Convinti che nelle moderne democrazie la libertà fosse necessariamente contrapposta alla sicurezza, molti intellettuali e politici hanno fatto passare il messaggio secondo cui la via per il “progresso” passi attraverso la giustificazione e la comprensione di qualunque atto compiuto contro la nostra identità. Vasti settori dell’opinione pubblica si sono nutriti di questa “cultura della giustificazione”, di matrice illuminista ben più che cristiana. Non a caso nella laica e laicista Francia i “giustificazionisti” hanno trovato il brodo di coltura ideale per le loro idee. Tale componente – sempre pronta al dialogo con il “diverso” – vorrebbe dare una sorta di patente di legittimità agli scempi firmati ISIS; una legittimità che sola potrebbe salvare la democrazia da un nemico che essi considerano ben più pericoloso dell’islamismo: la destra identitaria.
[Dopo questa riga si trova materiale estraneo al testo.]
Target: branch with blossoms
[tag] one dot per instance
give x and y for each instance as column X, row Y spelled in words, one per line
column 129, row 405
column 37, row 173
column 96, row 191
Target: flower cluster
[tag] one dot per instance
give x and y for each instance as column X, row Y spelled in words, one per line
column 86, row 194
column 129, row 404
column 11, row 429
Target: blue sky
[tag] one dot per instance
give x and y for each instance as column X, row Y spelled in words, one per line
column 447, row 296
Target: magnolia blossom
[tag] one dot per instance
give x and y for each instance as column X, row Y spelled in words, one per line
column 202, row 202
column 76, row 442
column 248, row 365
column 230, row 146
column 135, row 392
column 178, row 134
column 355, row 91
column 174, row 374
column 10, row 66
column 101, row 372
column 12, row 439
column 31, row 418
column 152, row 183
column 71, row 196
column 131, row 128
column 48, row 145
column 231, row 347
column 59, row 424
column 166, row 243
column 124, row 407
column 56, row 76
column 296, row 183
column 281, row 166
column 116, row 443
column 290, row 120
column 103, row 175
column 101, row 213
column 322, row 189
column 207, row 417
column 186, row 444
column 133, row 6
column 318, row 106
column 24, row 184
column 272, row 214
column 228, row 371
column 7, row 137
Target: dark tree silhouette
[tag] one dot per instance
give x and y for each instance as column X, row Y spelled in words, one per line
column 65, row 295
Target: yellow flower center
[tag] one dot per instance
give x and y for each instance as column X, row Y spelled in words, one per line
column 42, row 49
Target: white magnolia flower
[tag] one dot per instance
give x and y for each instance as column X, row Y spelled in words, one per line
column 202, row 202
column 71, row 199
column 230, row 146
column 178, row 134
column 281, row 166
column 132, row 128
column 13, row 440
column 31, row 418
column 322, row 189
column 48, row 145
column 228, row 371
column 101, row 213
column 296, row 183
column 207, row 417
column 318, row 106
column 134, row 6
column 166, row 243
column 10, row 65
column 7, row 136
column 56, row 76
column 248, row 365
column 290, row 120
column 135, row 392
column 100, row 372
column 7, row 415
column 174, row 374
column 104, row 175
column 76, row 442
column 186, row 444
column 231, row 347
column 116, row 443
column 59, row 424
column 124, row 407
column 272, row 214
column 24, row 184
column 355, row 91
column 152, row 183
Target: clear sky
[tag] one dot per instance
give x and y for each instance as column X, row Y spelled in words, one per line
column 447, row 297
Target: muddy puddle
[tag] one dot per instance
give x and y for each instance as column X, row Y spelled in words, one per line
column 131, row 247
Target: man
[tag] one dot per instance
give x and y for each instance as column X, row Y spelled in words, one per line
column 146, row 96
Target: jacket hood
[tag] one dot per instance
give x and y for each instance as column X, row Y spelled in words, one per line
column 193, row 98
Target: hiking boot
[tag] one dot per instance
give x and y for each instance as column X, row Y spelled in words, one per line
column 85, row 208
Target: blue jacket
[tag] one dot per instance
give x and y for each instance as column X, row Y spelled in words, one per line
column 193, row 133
Le richieste pressanti di Marine Le Pen in tema di sicurezza sono state bollate come “populiste”, perché nella pasciuta e pantofolaia Europa, sicurezza fa rima con autoritarismo. I campioni dello “Stato di diritto” fanno dello “Stato forte” il loro nemico peggiore. Eppure viene da chiedersi perché – a maggior ragione se fette importanti di popolazione lo richiedono – lo Stato, che avrebbe i mezzi, giuridici e non, a disposizione per contrastare il terrorismo efficacemente non possa adoperarli. È forse antidemocratico chiedere maggiore sicurezza? È forse antidemocratico chiedere un aumento dei controlli? È forse antidemocratico chiedere che i terroristi ed i loro fiancheggiatori siano trattati secondo i criteri posti da apposite “leggi speciali”? Magari non sarà propriamente “etico” per i figli della società “libera e democratica” – leggi sconquassata e priva di anima – ma andassero a spiegarlo a chi è morto sulla Promenade des Anglais o a chi rischia la vita anche solo andando a mangiare una pizza, con le nostre città trasformate in campi di battaglia.
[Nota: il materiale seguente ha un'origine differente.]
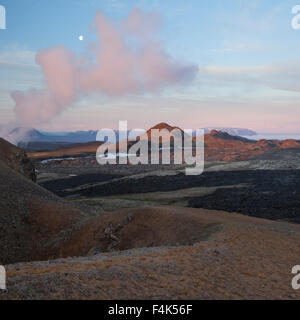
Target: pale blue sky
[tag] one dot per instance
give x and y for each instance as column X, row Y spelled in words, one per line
column 248, row 56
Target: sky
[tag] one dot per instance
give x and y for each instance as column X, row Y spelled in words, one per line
column 246, row 54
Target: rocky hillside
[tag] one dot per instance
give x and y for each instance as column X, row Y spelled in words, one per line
column 233, row 257
column 16, row 159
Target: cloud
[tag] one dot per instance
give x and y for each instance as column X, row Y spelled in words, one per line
column 128, row 58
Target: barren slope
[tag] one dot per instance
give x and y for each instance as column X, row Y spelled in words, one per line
column 247, row 258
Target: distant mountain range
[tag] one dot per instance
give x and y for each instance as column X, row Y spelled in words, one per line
column 25, row 135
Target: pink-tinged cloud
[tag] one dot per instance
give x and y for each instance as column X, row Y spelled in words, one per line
column 128, row 58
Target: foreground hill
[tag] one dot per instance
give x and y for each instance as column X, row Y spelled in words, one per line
column 16, row 159
column 236, row 257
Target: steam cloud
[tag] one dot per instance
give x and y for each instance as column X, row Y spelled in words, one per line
column 128, row 58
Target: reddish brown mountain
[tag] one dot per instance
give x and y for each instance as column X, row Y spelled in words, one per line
column 219, row 146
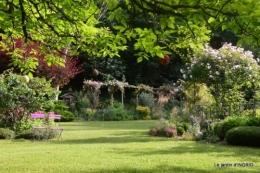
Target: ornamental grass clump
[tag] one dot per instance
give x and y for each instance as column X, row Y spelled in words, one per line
column 144, row 112
column 163, row 128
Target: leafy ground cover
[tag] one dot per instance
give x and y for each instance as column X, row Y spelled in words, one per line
column 93, row 147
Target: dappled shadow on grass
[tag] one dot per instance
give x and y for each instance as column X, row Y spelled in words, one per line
column 184, row 147
column 106, row 140
column 109, row 125
column 172, row 169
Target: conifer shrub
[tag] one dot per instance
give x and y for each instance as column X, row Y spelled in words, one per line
column 244, row 136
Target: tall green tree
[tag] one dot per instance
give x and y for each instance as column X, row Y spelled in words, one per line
column 169, row 24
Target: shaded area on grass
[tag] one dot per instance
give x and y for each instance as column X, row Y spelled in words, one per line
column 173, row 169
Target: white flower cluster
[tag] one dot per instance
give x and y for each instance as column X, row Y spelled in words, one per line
column 230, row 63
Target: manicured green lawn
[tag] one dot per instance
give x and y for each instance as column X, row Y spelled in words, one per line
column 92, row 147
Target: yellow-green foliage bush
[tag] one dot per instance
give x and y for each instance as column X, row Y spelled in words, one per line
column 250, row 112
column 91, row 112
column 144, row 112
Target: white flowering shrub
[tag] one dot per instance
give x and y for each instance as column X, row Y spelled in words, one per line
column 227, row 72
column 229, row 65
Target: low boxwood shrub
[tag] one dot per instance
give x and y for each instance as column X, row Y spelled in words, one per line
column 163, row 128
column 253, row 121
column 6, row 133
column 221, row 128
column 115, row 113
column 244, row 136
column 59, row 107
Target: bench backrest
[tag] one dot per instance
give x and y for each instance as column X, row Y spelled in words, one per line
column 54, row 116
column 37, row 115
Uno dei diritti inalienabili della persona è quello alla vita e per proteggerlo le autorità sono chiamate a garantire la sicurezza dei cittadini anche con provvedimenti straordinari e che esulano dalla normale prassi democratica (Stato d’emergenza in Francia o procedure antiterrorismo in Germania). Quelli che chiedono comprensione per i terroristi sono gli stessi che, armati di gessetti colorati, piangono le vittime degli attentati e che ripetono il mantra tanto falso quanto inutile di “stay human”. Con i loro “je suis” a comando ci chiedono di farci massacrare senza reagire perché una dura reazione da parte dello Stato sarebbe non propriamente in linea con la “democrazia”.
Questi perbenisti “radical” da salotto parlano con troppa facilità; essi sono pronti a scatenare una guerra per la legalizzazione della cannabis ma al terrorismo del Califfato sanno offrire “comprensione”. Questo umanitarismo da quattro soldi ha sfiancato le Nazioni europee; questi giustificazionisti sono nemici dell’Europa tanto quanto i “soldati” dell’ISIS, del resto sia gli uni che gli altri sono sradicati dalle loro origini, sono cioè figli del nulla globalizzato ed è quindi facile per i primi comprendere i secondi. I legacci sentimentali con i quali questa frangia rumorosa d’opinione pubblica imbriglia l’azione statale esasperano i cittadini. Questo modo di agire e pensare, questo voler “lasciar correre” ad ogni costo infligge colpi alle istituzioni democratiche molto più delle richieste “autoritarie” dei partiti populisti. La crisi delle democrazie moderne, i cui sogni sono stati cancellati a suon di bombe ed investiti da camion impazziti, non è solo frutto delle azioni – pianificate o meno – dello Stato Islamico, ma anche dei sedicenti difensori delle istituzioni.